Zarita
A
chegada da Inquisição (maldita). 1490 - 1491
«(…) Não poupe despesas,
ordenara. Quero o melhor para minha esposa e meu filho. A voz de pai falhara
nesta última palavra, e Garci havia estendido sua mão a ele, mas a havia
recolhido antes de tocá-lo. Agora o condutor da carruagem fúnebre puxou as rédeas
para parar os cavalos, e o padre veio ao nosso encontro. E, de repente, tudo se
tornou real para mim. Eu tinha passado os últimos dias chorando e soluçando
através do que parecia um terrível pesadelo, mas, ao ver os homens erguerem o
caixão de madeira que continha os corpos de mãe e do meu irmão recém-nascido,
fui arrebatada pela emoção em toda a sua força. O sol ofuscante penetrou a
renda negra de minha mantilha e crestou minha visão. Era tudo verdade; não se
tratava de um sonho do qual eu acordaria. Minha mãe seria colocada naquele
lugar frio e escuro, e não voltaria para casa, para nós.

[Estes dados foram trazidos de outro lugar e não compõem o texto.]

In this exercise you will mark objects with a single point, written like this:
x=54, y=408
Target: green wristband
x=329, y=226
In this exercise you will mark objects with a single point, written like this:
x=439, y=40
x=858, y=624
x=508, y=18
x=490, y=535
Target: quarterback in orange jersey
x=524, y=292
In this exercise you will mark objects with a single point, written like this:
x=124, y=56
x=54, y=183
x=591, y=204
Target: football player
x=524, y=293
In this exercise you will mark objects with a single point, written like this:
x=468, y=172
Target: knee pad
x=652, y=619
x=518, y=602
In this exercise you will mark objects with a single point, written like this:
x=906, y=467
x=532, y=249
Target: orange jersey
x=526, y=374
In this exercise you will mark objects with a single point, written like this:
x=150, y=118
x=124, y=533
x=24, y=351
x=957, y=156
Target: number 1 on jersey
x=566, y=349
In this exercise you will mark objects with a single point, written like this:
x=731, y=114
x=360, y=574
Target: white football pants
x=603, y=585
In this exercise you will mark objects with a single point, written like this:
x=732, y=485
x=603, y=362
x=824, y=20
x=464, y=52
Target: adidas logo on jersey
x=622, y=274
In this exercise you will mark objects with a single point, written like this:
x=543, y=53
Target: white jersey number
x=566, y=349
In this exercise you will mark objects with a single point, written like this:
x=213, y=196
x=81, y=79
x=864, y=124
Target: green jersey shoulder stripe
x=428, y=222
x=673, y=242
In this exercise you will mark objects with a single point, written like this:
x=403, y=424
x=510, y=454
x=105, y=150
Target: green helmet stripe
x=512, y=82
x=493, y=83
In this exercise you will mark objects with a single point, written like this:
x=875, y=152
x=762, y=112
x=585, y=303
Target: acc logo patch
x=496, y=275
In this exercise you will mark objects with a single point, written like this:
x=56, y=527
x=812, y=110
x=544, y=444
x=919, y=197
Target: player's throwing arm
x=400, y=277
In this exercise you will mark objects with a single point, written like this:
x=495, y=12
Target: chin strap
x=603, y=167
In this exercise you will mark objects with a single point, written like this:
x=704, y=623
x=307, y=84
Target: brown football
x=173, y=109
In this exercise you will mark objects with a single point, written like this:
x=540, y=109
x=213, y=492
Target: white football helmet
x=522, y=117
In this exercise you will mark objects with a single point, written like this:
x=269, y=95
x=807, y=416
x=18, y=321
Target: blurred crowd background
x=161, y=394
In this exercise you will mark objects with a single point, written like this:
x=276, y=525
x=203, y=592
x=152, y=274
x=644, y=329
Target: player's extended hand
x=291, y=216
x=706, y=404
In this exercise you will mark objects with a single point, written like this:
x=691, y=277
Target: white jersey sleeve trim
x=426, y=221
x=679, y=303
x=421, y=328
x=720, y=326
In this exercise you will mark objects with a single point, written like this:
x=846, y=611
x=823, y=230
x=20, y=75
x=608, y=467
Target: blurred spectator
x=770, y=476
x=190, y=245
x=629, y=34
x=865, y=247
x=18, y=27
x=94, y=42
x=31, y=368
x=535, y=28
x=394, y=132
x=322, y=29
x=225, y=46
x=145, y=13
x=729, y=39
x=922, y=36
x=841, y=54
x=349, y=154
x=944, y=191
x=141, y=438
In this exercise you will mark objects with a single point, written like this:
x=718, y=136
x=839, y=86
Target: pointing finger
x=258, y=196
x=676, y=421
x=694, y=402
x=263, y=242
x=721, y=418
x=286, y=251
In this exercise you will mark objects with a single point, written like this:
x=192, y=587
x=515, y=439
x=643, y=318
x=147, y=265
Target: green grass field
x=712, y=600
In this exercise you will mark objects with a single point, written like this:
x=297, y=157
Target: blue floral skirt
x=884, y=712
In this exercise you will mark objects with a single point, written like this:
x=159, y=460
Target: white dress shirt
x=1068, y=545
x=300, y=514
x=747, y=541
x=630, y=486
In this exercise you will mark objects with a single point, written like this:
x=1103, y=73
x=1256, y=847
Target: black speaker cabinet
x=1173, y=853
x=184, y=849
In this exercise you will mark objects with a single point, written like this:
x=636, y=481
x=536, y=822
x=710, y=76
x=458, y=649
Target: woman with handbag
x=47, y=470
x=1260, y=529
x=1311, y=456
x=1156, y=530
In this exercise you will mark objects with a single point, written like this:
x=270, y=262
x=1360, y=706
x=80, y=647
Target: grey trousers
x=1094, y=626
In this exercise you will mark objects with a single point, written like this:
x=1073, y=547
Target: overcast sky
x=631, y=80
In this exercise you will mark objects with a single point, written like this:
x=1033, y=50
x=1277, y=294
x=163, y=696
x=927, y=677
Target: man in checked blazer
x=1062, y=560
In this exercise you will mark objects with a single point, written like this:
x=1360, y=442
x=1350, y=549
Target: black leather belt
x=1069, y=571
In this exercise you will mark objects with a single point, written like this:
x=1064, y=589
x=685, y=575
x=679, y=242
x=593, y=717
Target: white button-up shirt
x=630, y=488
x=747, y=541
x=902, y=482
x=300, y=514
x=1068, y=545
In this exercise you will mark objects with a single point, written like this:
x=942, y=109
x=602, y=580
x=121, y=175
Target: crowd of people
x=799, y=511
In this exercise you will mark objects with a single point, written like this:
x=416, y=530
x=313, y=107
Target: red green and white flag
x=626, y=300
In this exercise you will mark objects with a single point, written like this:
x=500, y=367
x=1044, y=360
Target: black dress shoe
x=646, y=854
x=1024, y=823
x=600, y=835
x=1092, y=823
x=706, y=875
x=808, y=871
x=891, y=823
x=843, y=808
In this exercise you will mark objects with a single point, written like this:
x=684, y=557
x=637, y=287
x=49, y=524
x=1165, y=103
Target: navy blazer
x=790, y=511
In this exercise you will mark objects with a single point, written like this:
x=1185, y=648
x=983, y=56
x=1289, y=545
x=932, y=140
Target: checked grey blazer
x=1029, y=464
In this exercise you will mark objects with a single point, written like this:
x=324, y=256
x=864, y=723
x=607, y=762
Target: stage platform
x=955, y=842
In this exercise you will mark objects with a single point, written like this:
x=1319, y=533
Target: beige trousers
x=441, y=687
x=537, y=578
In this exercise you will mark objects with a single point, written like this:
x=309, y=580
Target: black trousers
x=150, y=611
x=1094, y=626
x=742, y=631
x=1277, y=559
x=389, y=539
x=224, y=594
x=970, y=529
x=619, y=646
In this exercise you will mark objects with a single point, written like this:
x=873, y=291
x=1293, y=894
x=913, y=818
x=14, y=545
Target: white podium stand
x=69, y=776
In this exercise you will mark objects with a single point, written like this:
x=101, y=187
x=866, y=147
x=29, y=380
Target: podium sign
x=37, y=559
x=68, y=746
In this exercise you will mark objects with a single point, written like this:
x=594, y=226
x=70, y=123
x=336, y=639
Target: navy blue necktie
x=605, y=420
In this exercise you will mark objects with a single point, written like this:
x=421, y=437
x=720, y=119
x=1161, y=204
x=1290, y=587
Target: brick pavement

Os cavalos mudaram de posição e
seus arreios e tirantes tiniram. O padre Andrés começou a entoar as preces
pelos mortos: das profundezas, eu clamo a ti, Ó Senhor. Senhor, escuta a minha
voz. Ele liderou a procissão. Os homens com sua carga o seguiram, depois a família
e os amigos. Eu mal conseguia mexer-me. Minha velha ama de leite, Ardelia,
colocou o braço em volta de minha cintura para me apoiar. Ela chorava
copiosamente, pois também fora ama de leite de minha mãe e a amava, assim como
todos que a conheceram. Seus estremecidos soluços reverberavam através de mim.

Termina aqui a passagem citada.